Paradise recalled
Looking west across Sakonnet Passage from Little Compton, RI
Last night I dreamed I went to Little Compton again. Michael and I stood on a grassy hillside; he had just presented me with a tiny German shorthaired pointer pup in a soft-sided carrier, and I was in love. A slightly older pointer appeared, and he explained that this one, also, was for us. It was warm; a breeze combed the grass around us; waves tossed on the Sakonnet; I took Michael's hand. I woke up and thought: Was that paradise?
We lived in Little Compton, RI, for nine years (1978-87), far less time than we've spent in Providence before and since. The town will always inhabit my memory in a peculiarly vivid way. Countryside and salt water... dairy farms, potato and corn fields, mansions, and summer houses... wealthy summer folks and bluff year-rounders. I know my memories are rosily romantic, but it's hard to conjure anything else. Really, the place was magic.

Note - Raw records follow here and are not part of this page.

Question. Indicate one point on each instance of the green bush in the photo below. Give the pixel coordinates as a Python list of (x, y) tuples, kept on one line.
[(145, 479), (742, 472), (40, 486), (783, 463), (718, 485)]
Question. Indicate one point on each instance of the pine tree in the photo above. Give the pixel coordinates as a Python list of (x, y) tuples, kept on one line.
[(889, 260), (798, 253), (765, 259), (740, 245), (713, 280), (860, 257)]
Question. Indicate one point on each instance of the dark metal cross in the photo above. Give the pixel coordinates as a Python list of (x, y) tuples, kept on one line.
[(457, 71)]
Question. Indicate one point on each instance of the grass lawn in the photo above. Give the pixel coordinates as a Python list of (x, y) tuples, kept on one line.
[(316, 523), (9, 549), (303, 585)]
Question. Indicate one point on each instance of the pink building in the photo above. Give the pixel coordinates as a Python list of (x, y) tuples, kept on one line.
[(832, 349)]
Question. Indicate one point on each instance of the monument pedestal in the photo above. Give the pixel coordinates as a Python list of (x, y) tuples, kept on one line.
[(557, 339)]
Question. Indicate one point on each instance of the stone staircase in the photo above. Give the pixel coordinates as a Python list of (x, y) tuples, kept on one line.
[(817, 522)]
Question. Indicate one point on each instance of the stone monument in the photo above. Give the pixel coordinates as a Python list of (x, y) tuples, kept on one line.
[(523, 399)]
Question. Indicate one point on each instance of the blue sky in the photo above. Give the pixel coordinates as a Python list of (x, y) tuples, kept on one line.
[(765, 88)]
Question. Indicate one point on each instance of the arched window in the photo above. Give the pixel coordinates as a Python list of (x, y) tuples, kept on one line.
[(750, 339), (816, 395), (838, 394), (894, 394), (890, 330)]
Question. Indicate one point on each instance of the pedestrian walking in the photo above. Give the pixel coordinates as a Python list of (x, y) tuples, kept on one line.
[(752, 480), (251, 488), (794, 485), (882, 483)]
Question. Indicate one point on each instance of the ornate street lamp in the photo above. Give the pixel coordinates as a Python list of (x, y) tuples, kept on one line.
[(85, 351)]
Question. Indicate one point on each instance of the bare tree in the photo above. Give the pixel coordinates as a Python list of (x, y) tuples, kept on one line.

In the fields abutting our acre I took long walks with our dogs (Bonnie, Heidi, Kelly -- two German shorthairs and a tiny beagle) very early every morning. I saw beauty on those walks and, a few times, inexplicable things that sound crazily mystical when I try to describe them (so mostly I don't). In my fitful journals, typed in the small sunroom off our first-floor bedroom, I wrote a few good things back then:
December 31, 1983
Over the stone wall, into the potato field, toward the line of trees and brush the dogs and I walked. It was cold; the sun was pale and low in the sky.
Turning down the truck path toward the water, I noticed something in the clearing to our left: small gray boulders in the frozen ground. I looked again.
Some twenty Canada geese reposed in the field, utterly silent and still. Most were sleeping, clearly exhausted, vulnerable and trusting with their long necks stretched before them on brown dirt. Three were awake, their necks bolt upright like periscopes. The wedges of their sentinel heads turned toward me, but not a feather moved, not a beak opened. "My God!" I whispered. Still the geese remained, stone figures in a deserted garden. I thought of their journey south, the miles they had covered yesterday. Tenderness filled my heart for the great slumbering birds. In a few hours they would take wing, rising and swirling, wings thundering and full-throated cries skirling like bagpipes across the fields and the slate mirror of the bay.
July 8, 1984
"Nature could trap. You could wander among sweet grasses and not think of God. You could mistake the grass for God, the fragrance. ... The grass could make you love the world, and Father Cyprian had said... 'You must hate the world and love God.'" -- Mary Gordon, The Company of Women
If nature is a trap, and godless, I would almost rather forgo God and stay ensnared. Better to be held weightless in the clarity of this cool summer evening. To watch a young rabbit the size of a hamster inhale long stems of grass like strands of spaghetti, next to the lilies across the dirt lane; laughing at its appetite, loving with all my heart its neat, almost transparent ears, the smooth brown fur of its flank. To feel the sea wind as the sun sets, to watch laundered beach towels dance and snap on the clothesline outside this window. To step around the curled forms of our three dogs, each lying in her patch of blue carpet like splotched warm rocks in a pond.
A trap baited with beauty, and eliciting boundless love.
I'll risk it. I'll love the world and God, too. Because I've seen and felt and heard and tasted knowledge deeper than the brittle sensible reasoning of my brain. In the buzzing, teeming fields I walk each day, I recognize a holiness that is much greater than its parts.